Separation from instinctual nature inevitably plunges civilized individuals into the conflict between conscious and unconscious, spirit and nature, knowledge and faith, a split that becomes pathological the moment consciousness is no longer able to neglect or suppress instinctual tendencies. The accumulation of individuals who have got into this critical state starts off a mass movement purporting to be the champion of the suppressed. In accordance with the prevailing tendency of consciousness to seek the source of all ills in the outside world, the cry goes up for political and social changes which, it is supposed, would automatically solve the much deeper problem of split personality. Hence it is that whenever this demand is fulfilled, political and social conditions arise which bring the same ills back again in altered form. What then happens is a simple reversal: the underside comes to the top and the shadow takes the place of the light, and since the former is always anarchic and turbulent, the freedom of the "liberated" underdog must suffer Draconian curtailment. All this is unavoidable, because the root of the evil is untouched and merely the counterposition has come to light.

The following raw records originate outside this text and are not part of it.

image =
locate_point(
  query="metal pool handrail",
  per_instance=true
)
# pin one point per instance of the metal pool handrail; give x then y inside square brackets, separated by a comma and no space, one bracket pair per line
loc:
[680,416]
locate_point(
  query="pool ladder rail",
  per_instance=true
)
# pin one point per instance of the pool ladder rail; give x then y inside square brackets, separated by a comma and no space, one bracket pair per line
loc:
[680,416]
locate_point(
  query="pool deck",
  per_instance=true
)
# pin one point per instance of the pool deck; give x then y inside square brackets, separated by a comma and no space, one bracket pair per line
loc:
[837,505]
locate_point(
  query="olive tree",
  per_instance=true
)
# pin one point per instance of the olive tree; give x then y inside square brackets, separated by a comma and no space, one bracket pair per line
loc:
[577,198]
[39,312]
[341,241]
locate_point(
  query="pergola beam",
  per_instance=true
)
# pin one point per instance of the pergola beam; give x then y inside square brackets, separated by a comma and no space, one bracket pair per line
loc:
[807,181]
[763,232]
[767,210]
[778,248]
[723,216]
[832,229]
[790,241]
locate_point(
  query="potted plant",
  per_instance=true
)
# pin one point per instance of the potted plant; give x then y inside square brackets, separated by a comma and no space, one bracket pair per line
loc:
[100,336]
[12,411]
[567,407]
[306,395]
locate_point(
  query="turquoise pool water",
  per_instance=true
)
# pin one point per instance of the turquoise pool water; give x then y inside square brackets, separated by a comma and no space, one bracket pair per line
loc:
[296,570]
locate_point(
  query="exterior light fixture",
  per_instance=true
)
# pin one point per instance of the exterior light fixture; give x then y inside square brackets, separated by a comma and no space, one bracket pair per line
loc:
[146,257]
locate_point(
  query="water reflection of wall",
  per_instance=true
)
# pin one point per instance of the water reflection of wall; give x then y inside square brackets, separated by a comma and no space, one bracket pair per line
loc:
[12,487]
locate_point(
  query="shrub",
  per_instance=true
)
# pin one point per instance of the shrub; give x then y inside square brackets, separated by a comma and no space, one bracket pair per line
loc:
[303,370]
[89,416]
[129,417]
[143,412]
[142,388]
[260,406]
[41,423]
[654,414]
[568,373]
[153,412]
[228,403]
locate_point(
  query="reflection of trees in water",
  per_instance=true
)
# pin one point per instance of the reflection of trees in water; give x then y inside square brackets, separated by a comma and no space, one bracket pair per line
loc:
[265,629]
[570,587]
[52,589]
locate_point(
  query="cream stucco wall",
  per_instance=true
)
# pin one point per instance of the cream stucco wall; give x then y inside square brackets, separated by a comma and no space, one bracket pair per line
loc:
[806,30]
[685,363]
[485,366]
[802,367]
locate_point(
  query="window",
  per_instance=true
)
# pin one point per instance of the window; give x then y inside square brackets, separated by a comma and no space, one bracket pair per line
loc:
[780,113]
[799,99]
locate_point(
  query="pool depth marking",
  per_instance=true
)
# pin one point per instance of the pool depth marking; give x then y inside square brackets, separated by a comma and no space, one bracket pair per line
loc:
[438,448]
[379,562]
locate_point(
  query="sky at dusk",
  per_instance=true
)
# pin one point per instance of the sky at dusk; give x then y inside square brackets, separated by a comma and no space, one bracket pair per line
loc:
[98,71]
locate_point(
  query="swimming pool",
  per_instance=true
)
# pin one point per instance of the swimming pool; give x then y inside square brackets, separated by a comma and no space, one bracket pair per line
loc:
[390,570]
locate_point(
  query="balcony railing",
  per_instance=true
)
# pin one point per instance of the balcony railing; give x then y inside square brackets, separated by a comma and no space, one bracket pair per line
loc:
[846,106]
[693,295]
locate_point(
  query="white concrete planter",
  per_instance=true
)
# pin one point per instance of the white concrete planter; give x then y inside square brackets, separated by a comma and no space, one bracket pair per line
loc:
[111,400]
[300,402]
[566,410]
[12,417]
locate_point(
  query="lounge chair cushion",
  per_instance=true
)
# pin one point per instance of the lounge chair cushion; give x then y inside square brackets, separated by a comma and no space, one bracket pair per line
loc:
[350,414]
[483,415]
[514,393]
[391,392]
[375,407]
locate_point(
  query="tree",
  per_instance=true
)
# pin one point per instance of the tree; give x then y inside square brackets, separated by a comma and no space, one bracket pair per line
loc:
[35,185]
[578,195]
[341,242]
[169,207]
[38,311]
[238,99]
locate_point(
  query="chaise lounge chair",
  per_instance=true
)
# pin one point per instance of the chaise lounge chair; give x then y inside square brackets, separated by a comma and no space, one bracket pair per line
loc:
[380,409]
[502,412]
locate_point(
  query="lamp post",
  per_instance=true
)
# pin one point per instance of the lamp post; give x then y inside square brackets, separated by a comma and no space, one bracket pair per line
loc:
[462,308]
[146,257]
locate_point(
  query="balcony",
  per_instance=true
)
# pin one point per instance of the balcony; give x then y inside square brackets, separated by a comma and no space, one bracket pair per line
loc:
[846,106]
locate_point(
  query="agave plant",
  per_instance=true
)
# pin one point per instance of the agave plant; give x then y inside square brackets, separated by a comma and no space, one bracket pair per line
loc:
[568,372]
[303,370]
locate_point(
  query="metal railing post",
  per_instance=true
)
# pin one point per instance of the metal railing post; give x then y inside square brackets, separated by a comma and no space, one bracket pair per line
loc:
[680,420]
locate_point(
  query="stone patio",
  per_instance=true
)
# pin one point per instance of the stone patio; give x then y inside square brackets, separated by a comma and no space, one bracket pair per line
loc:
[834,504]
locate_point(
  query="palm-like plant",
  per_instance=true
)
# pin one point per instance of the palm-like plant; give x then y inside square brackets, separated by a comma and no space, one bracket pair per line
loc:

The Communist revolution has debased humanity far lower than democratic collective psychology has done, because it robs individuals of their freedom not only in the social but in the moral and spiritual sense. Aside from the political difficulties, the West has suffered a great psychological disadvantage that made itself unpleasantly felt even in the days of German Nazism: the existence of a dictator allows us to point the finger away from ourselves and at the shadow. The dictator is clearly on the other side of the political frontier, while we are on the side of good and enjoy the possession of the right ideal. Did not a well-known statesman recently confess that they had "no imagination in evil"? In the name of the multitude they were here giving expression to the fact that Western individuals are in danger of losing their shadow altogether, of identifying themselves with a fictive personality and of identifying the world with the abstract picture painted by scientific rationalism. Their spiritual and moral opponent, who is just as real as they are, no longer dwells in their own breast but beyond the geographical line of division, which no longer represents an outward political barrier but splits off the conscious from the unconscious self more and more menacingly. Thinking and feeling lose their inner polarity, and where religious orientation has grown ineffective, not even a god is at hand to check the sovereign sway of unleashed psychic functions.